4.  Feedback Paper on Money Laundering Provisions

On 10 April 2015, the JFSC published its feedback paper on JFSC Consultation Paper N.4 2015 - Revisions to the Money Laundering Order and AML/CFT Handbooks, responding to proposed changes to:

  • Article 3 of the Money Laundering Order (MLO) to clarify that identification measures to be applied to a customer also include determining whether the customer is acting indirectly for a third party and, if so, identifying that third party;
  • Article 11 of the MLO to require policies and procedures to determine whether a relationship is with a person who is subject to sanctions legislation;
  • Section 3.3 of the AML/CFT Handbook (the Handbook) to clarify that "any third party on whose behalf the customer acts" includes a named beneficiary of a life assurance policy; and
  • Section 4 of the Handbook to provide further guidance on how someone may be a beneficial owner or controller of a customer.

JFSC Revised Fees

5.  Investment Business Fees

The JFSC has published a revised investment business fees notice, annual registration fee form and a feedback paper on its related consultation paper.  The revised fees are payable from 1 May 2015, and a link to the investment business fees notice is here.

6.   Funds Fees

The JFSC has published revised notices on fees in relation to fund services business, Collective Investment Funds and CoBO funds/vehicles.  The revised fees are payable from 1 July 2015.  Notable changes include (for example) a fee of 1,000 in respect of a private placement fund and 300 in respect of a very private vehicle (with 15 or fewer investors).
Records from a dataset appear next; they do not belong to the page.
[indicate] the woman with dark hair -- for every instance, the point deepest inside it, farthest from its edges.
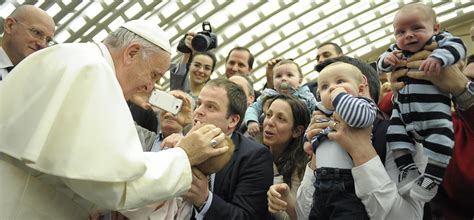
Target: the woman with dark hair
(283, 128)
(200, 70)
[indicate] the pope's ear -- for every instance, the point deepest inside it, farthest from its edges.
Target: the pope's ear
(7, 24)
(132, 52)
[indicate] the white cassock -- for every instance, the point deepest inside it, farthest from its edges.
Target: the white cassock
(68, 144)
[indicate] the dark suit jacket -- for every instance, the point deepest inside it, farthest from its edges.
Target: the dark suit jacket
(240, 188)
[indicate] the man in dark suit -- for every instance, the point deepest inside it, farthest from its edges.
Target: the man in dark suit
(238, 191)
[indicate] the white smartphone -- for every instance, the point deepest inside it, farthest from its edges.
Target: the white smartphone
(165, 101)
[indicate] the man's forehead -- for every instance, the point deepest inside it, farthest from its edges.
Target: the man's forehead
(338, 67)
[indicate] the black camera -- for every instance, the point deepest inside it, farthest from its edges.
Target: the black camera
(203, 41)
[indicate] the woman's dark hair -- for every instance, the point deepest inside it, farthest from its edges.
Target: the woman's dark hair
(210, 55)
(293, 157)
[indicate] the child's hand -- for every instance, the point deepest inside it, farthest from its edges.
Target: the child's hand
(393, 58)
(336, 92)
(431, 66)
(253, 128)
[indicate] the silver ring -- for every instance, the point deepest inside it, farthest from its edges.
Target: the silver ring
(213, 143)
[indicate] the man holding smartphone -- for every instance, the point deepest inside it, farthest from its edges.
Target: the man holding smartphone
(70, 146)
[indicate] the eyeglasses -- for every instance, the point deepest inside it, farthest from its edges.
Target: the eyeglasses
(37, 34)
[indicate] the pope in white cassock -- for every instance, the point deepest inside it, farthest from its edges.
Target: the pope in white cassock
(68, 144)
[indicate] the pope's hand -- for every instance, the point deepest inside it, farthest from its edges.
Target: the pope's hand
(197, 143)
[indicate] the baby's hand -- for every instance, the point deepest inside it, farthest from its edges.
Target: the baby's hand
(431, 66)
(336, 92)
(253, 128)
(393, 58)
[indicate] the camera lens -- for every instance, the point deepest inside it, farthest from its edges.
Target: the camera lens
(201, 42)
A link to the fees notice in relation to fund services business is here; CIFs is here; and CoBO funds is here.


7.  CRS Regulations – Law Drafting Instructions

On 1 April 2015, the Chief Minister signed a ministerial decision approving law drafting proposals for the Taxation (Implementation) (International Tax Compliance) (Common Reporting Standard) (Jersey) Regulations. This will implement the Multilateral Competent Authority Agreement on the Automatic Exchange of Financial Account Information, signed by the Jersey government in 2014, which seeks to improve international tax compliance based on the Common Reporting standard (CRS) for the automatic exchange of financial account information published by the Organisation for Economic Cooperation and Development (OECD).

8.  OECD publishes Common Reporting Standard FAQs

On 17 April 2015, the OECD released a series of FAQs which cover a range of issues on the CRS, including financial institutions, financial accounts, due diligence procedures, and reportable information designed to assist in preparations for implementation of the CRS in participating jurisdictions.

9.  4MLD - Council's negotiated text moves closer to adoption

On 21 April 2015, following the adoption by the Council of the EU of the text for the Fourth Money Laundering Directive, copies of the Directive, a related statement and a voting result were published.

On 27 April 2015, in a communication from the European Commission (Commission) to the European Parliament, the Commission showed support for the Council's text, which provides a "delicate but acceptable" balance on the subject of beneficial ownership. However, in relation to the proposed access to central registers by "persons with legitimate interest", the Commission warned that "legitimate interest" must be understood in light of the requirements stemming from Articles 7 and 8 of the Charter of Fundamental Rights (the right to protection of personal data and the right to privacy).

10.  OECD BEPS update

The OECD released new discussion drafts on its base erosion and profit shifting (BEPS) project, which were open for discussion and included:

  • Action 12 – mandatory disclosure of tax avoidance strategies by multinational companies;
  • Action 3 – strengthening CFC rules; and
  • Action 11 - methodologies to collect and analyse data on BEPs.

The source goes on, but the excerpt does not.